Still, the musicianship is consistently top-notch, and it would be a shame if Gentle Giant did not receive another (or first) assessment, particularly for would-be fans who simply have not had the opportunity to experience their music. Fortunately for anyone who has awaited or is open to the chance, we have two reissues of early albums. 1972’s Three Friends and 1973’s Octopus are the third and fourth efforts from a band that was locking into an approach—confident and adventurous—that came as close as they ever did to establishing a “signature” sound. That the results are not easy to quickly describe or embrace is likely to make or break a first time listener’s reaction.

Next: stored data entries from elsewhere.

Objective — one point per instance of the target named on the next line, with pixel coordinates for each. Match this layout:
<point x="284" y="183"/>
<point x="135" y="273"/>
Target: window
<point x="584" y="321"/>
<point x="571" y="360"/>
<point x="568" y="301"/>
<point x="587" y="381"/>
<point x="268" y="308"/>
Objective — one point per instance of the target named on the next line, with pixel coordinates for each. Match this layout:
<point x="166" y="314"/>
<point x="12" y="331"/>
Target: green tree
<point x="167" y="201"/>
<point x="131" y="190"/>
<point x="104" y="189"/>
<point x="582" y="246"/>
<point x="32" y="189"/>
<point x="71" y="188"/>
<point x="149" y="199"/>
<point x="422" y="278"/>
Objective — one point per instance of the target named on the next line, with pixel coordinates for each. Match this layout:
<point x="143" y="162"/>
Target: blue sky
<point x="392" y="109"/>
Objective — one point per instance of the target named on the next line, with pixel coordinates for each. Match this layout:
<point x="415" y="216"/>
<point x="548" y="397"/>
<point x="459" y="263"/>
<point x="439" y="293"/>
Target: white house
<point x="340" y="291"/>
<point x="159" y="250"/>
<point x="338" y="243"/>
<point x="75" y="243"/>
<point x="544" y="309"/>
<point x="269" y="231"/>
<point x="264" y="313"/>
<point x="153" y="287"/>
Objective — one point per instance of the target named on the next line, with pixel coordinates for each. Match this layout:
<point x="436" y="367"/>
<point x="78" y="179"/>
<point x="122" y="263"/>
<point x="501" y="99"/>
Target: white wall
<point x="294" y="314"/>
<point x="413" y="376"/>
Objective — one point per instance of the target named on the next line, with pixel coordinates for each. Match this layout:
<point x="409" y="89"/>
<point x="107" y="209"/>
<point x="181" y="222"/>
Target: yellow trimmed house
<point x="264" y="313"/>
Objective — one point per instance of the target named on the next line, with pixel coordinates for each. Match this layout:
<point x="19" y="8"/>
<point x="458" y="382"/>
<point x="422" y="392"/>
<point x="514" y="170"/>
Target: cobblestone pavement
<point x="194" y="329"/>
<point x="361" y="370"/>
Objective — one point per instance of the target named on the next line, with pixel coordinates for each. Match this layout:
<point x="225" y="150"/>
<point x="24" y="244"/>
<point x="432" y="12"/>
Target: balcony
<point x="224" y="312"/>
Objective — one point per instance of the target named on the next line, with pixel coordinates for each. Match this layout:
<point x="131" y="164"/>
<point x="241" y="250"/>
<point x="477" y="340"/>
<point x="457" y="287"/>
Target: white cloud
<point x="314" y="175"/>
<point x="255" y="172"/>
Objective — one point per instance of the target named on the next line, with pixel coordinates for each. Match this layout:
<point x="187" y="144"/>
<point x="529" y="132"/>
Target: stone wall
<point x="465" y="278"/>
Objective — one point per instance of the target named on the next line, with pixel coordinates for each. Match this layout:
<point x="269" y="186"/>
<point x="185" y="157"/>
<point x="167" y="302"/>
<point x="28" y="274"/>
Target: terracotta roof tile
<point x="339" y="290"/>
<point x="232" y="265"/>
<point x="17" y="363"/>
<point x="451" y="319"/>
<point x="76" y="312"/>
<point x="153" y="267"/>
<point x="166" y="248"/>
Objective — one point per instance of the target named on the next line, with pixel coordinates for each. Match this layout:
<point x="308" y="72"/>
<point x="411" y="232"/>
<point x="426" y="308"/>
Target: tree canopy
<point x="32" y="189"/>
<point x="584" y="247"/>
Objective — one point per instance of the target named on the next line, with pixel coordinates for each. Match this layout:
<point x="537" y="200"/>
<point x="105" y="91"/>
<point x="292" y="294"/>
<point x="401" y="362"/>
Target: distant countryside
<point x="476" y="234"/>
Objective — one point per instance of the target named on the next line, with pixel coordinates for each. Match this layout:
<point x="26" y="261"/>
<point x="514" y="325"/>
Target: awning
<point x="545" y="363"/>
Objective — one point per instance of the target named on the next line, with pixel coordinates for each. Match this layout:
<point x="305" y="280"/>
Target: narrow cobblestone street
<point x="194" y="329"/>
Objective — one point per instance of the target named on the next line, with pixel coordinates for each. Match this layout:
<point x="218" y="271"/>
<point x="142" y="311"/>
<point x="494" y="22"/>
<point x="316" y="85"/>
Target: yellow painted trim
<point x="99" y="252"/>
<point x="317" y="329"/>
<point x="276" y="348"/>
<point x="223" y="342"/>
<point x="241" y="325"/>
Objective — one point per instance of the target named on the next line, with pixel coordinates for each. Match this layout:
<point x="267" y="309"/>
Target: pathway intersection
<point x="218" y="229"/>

Three Friends is definitely the harder of the two, in many senses of the word. There is an extra edge that at times borders on abrasive, not that there’s anything wrong with that, which could make this tough going for first-time ears. It also boasts impressively complex vocal arrangements that at times border on boastful. These gents are definitely prog-rockers’ prog rockers, and in that regard the album is an unabashed success. Still, a song like “Peel the Paint” is a bit grueling to get through. It recalls Side One of Crimson’s Lizard but, for this listener, the vocals too often seem shrill where the wonderfully surreal vocals of Gordon Haskell, from Lizard are unsettling in all the right ways. In fact, the user-unfriendly singing might represent the issue that makes this material difficult to love then and now. One thing the aforementioned prog acts had going for them was across-the-board vocal brilliance. However much anyone might loathe those bands, few people could credibly claim that, say, Ian Anderson, Greg Lake or Jon Anderson were not, at worst, competent vocalists.
Octopus is not only more palatable, but ably matches the group’s lofty aspirations and their impeccable musicianship. Simply put, unlike Three Friends, it stacks up nicely with other prog masterpieces of the era, no mean feat. Typical period pieces like “The Advent of Panurge” (if you are going to get literary, don’t half-step!) and “Raconteur Troubadour” are stylistically and sonically all over the place but always in control. On this outing the band knows what it is after and is able to achieve it. On a more reflective piece like “Think of me with Kindness” we get more Gentle and less Giant.
Both albums feature re-mastered treatments and sound spectacular. More importantly, each release includes out-takes and live snippets, all of which are interesting and enjoyable. We get the original art work, liner notes and never-seen photos. This is the type of material that recommends itself for the faithful fan; it should serve as an ideal introduction for the newcomer. For anyone inclined to dip their toes in this murky but ultimately pleasant water, start with Octopus and, if you like what you hear (give it several listens before you make up your mind) you are encouraged to take a deeper dive into the catalog. Bottom line: full marks to Gentle Giant for their obvious indifference to mainstream acclaim and even accessibility. It may have damaged their commercial appeal but their integrity has never been in question. In the end, that should count for something that isn’t measured monetarily.